This notebook contains the instructions for reproducing results presented in  "*Environmental and genealogical signals on DNA methylation in a widespread apomictic dandelion lineage*" by V.N. Ibañez, M. van Antro, C. Peña Ponton, S. Ivanovic, C.A.M. Wagemaker, F. Gawehns, K.J.F. Verhoeven.

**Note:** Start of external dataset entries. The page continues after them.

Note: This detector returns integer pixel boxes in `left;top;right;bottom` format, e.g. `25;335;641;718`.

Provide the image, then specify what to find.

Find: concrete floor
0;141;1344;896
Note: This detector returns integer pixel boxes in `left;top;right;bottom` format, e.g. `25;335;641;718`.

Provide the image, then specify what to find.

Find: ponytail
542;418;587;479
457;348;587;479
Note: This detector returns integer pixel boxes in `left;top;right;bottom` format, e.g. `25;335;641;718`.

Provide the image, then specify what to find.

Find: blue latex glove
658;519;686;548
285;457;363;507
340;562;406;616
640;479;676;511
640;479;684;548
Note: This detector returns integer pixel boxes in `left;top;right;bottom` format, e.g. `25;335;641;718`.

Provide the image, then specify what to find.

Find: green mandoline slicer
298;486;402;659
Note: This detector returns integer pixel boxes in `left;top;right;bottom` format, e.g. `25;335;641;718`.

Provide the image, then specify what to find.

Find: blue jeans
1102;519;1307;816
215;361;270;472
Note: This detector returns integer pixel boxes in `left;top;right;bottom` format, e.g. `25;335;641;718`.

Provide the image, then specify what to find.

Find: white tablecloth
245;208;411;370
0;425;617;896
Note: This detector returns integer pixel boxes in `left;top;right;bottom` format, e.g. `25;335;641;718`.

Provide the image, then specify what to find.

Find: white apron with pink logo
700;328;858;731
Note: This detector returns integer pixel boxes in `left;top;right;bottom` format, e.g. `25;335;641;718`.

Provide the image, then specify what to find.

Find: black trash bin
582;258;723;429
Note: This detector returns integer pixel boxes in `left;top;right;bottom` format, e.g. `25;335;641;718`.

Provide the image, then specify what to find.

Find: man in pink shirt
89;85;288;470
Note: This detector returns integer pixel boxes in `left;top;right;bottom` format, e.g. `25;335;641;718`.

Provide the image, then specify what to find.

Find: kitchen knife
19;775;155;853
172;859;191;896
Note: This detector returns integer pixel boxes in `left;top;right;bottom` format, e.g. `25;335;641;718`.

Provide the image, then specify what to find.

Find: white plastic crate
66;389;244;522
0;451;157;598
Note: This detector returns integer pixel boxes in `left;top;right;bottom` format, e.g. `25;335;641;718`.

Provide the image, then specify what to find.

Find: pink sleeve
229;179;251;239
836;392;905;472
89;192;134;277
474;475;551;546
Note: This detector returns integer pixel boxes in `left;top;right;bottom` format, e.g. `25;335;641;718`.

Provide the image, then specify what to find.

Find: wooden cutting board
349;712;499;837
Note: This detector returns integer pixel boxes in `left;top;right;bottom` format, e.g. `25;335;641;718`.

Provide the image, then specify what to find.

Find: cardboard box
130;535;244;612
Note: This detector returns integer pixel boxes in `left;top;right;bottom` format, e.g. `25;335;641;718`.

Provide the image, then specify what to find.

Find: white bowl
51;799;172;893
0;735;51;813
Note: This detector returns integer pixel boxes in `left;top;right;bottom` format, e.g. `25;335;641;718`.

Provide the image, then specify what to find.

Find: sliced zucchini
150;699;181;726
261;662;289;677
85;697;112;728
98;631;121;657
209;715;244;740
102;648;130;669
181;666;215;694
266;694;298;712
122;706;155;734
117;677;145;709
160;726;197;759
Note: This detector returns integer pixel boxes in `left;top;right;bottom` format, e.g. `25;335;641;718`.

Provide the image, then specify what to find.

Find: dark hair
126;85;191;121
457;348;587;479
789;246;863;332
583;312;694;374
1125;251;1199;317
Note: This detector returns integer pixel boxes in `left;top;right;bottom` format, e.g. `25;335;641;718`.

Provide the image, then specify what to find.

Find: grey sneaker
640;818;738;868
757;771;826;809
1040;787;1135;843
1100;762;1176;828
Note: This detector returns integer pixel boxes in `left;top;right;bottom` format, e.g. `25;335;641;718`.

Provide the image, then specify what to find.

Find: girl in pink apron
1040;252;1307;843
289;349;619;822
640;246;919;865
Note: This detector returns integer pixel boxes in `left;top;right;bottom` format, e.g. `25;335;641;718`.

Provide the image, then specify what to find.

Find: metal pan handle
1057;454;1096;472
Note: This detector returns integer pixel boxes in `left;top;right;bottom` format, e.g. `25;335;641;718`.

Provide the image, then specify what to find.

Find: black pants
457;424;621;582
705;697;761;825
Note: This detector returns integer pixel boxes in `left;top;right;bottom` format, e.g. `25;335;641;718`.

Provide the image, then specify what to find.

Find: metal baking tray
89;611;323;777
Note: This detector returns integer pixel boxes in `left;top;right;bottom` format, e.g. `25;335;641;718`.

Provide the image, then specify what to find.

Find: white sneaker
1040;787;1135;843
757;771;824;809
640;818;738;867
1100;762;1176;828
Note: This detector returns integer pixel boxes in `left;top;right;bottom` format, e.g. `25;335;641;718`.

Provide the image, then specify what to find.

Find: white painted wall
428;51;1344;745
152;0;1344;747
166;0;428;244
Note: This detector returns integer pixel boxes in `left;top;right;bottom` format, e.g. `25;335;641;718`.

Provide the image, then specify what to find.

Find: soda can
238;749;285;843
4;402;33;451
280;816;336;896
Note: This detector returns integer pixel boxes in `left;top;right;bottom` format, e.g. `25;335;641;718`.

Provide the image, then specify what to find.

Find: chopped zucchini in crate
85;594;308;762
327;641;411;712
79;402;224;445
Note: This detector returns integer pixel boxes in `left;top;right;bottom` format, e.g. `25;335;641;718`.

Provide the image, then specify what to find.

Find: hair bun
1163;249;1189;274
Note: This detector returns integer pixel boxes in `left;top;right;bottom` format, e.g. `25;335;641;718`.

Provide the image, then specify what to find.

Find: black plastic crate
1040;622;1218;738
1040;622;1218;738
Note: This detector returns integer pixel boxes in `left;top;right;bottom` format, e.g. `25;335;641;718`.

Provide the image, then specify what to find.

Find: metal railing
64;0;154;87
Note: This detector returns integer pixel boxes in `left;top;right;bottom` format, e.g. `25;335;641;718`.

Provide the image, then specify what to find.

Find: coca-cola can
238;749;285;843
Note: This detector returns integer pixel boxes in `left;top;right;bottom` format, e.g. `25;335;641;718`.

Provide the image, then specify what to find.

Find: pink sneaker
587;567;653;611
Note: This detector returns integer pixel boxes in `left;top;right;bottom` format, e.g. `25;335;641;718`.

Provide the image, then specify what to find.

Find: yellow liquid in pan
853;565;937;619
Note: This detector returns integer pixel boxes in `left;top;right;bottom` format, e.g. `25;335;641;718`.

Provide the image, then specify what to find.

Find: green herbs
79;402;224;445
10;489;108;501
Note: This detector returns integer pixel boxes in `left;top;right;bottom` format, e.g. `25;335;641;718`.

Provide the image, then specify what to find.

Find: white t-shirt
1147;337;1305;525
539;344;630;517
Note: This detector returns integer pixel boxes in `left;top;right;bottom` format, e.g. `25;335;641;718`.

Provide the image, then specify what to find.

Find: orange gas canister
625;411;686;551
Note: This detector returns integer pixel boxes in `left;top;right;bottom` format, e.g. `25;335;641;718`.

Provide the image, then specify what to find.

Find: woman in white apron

## Load data and set R environment

In this section, we will load the dataset to run the script, configure the working directory and environment.

In [None]:
#@title Load files
%load_ext rpy2.ipython
!rm -r *
!mkdir results rawData annotation scripts plots tmp

!wget -c -O scripts/commonFunctions.R https://raw.githubusercontent.com/VeronicaNoe/epiTree/main/Rscripts/commonFunctions.R
!wget -c -O rawData/AseI-NsiI_Design_withPlotInfos.txt https://raw.githubusercontent.com/VeronicaNoe/epiTree/main/data4r/AseI-NsiI_Design_withPlotInfos.txt
!wget -c -O rawData/Csp6I-NsiI_Design_withPlotInfos.txt https://raw.githubusercontent.com/VeronicaNoe/epiTree/main/data4r/Csp6I-NsiI_Design_withPlotInfos.txt

!wget -c -O rawData/AseI-NsiI_methylation.filtered https://raw.githubusercontent.com/VeronicaNoe/epiTree/main/data4r/AseI-NsiI_petite.methylation.filtered
!wget -c -O rawData/Csp6I-NsiI_methylation.filtered https://raw.githubusercontent.com/VeronicaNoe/epiTree/main/data4r/Csp6I-NsiI_petite.methylation.filtered



!wget -c -O annotation/Csp6I-NsiI_mergedAnnot.csv https://raw.githubusercontent.com/VeronicaNoe/epiTree/main/data4r/Csp6I-NsiI_mergedAnnot.csv
!wget -c -O annotation/AseI-NsiI_mergedAnnot.csv https://raw.githubusercontent.com/VeronicaNoe/epiTree/main/data4r/AseI-NsiI_mergedAnnot.csv


In [3]:
%%R
#@title Set R environment
rm(list=ls())
wd<-getwd()
baseDir <- gsub("/results", "", wd)
scriptDir <- file.path(baseDir, "scripts")


In [4]:
%%R
#@title Install R packages
install.packages(c("data.table","reshape2","dplyr","plyr", "BiocManager"),quiet=TRUE)





In [5]:
%%R
#@title (take a lot of time)
BiocManager::install("DSS", quiet=TRUE)  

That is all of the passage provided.